Note that the guy who wrote this is the same guy who wrote DeCSS, the much maligned-by-the-industry utility which was actually pretty innocent. I doubt he intends to do anything malicious. Certainly if I had developed an extensive encryption system and it got hacked 2 months after I released into the wild [Window's world], I would be upset.

=2 cents


The fact that *ANY* software based copy crippling system can be circumvented is not widely spread knowledge. Probably because the makers of such systems don't like bad publicity, and the one using them want the good sheep-like consumers to stick to the path and not wonder if there could be a way around it. It's called marketing.

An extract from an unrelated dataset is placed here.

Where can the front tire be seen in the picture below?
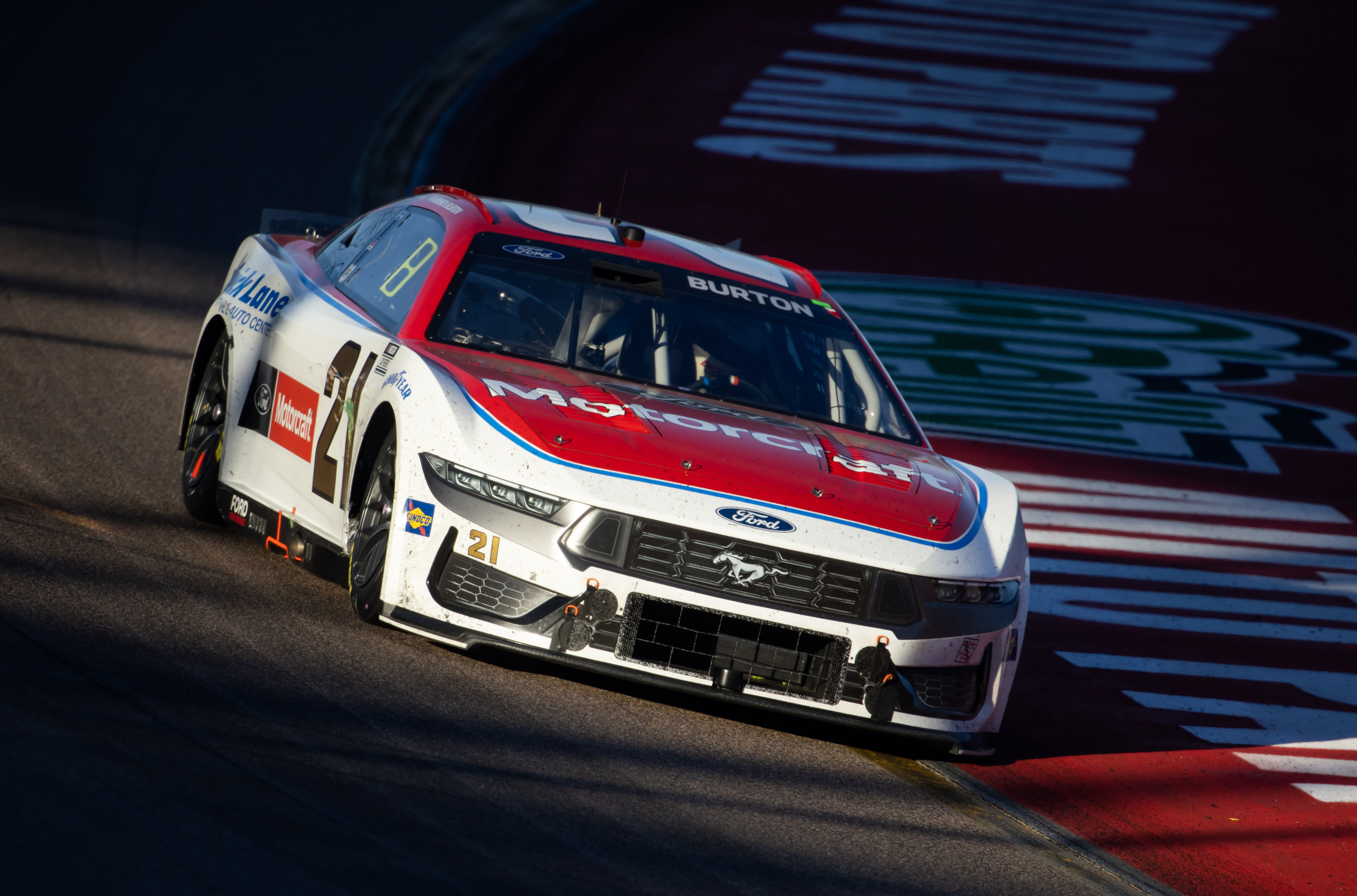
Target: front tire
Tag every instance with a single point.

Think about it. However strong your encryption, however elaborate your system, it still needs to be decrypted, and unless you force upon consumers tamper-proof secure hardware, you still have to decrypt/decode/descramble the content before it is played on your computer. That happens with software, data lies in memory. Software can be tweaked, hacked, modified, changed, converted, emulated etc. And everything in memory can be read, written, overwritten. That's what computers do.

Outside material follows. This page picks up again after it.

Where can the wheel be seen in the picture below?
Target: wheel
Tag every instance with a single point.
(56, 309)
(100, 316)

The QTFairUse exploit must not have taken more than 1 man day of work to develop. You need a good system level debugger and someone determined to find the point where the crippled stream ends and the good data begins. I'm not saying Jon Lech Johansen's work is not valuable, but it is not such a great accomplishment. However, it demonstrates that it can be done. Probably easily. It takes a lot of guts to make it public though, because this is plain fat illegal under DMCA (not only circumventing copy protection is illegal, but distributing means of circumventing copy protection is illegal, no matter how it's done or why) Kinda like outlawing hammers because they can be used to break windows for burglaries.

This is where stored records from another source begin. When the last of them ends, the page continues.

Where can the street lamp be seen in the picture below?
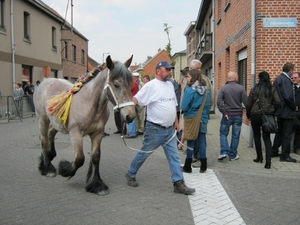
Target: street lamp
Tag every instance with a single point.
(103, 56)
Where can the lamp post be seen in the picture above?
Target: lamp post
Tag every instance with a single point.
(103, 56)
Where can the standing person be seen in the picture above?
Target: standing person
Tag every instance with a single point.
(285, 113)
(230, 99)
(182, 84)
(140, 110)
(196, 64)
(194, 97)
(29, 93)
(36, 84)
(18, 97)
(296, 82)
(269, 101)
(159, 96)
(131, 126)
(146, 79)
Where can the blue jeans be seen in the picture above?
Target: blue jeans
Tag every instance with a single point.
(154, 137)
(236, 123)
(132, 129)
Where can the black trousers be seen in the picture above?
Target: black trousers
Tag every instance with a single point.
(120, 124)
(256, 123)
(283, 137)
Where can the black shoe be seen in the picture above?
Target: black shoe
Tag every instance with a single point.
(275, 155)
(288, 159)
(105, 134)
(268, 165)
(257, 160)
(118, 132)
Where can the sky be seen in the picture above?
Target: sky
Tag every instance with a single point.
(129, 27)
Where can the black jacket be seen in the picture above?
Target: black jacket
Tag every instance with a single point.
(269, 105)
(284, 87)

The solution to the software drm 'problem' of course is tamper proof hardware, or at least with deep roots in the OS. Microsoft version, the trusted computing innitiative, aka Palladium is supposed to deliver that and will apparently support hardware enforcing device. For those who think they won't buy the hardware, they might not have a choice. It'll come built in the motherboards, maybe cacked up by laws and regulations. We will have to wait, however to see how effective the system is. Microsoft does not have the cleanest track record regarding security and reliability.

VoyagerRadio
Nov 28, 2003, 07:09 PM
The way I see it is, you either agree to buy something at a certain price, or you don't buy it. If you do buy it, what you do with it is your own business--within reason. By reason, I think most of you know what I mean--most of us know the difference between right and wrong, and though everyone draws their own boundary line to determine that distinction, most of us make the demarcation close to the same place. You know when you're crossing most folk's boundaries and when it's hurting other's livelihoods--it's become clear that "sharing" MP3s is one of the reasons people in the music industry are losing their jobs--and though most of us have shared MP3s and/or other files at one point in time or another, and it's probably not hurting anyone to share a few songs with a friend or family member who isn't likely to buy the CD anyway, the mass distribution of MP3s via P2P apps is clearly harmful to the incomes of a certain group of people. I want free music, too--but unless an artist is willing to freely distribute their work, I'm going to wait until I can afford to buy their songs, or listen to the music that is already free. By subscribing to this policy, I've found that I have much more time on my hands to enjoy listening to the music I haven't yet heard, rather than monitoring a P2P network for countless silent and irrecoverable hours.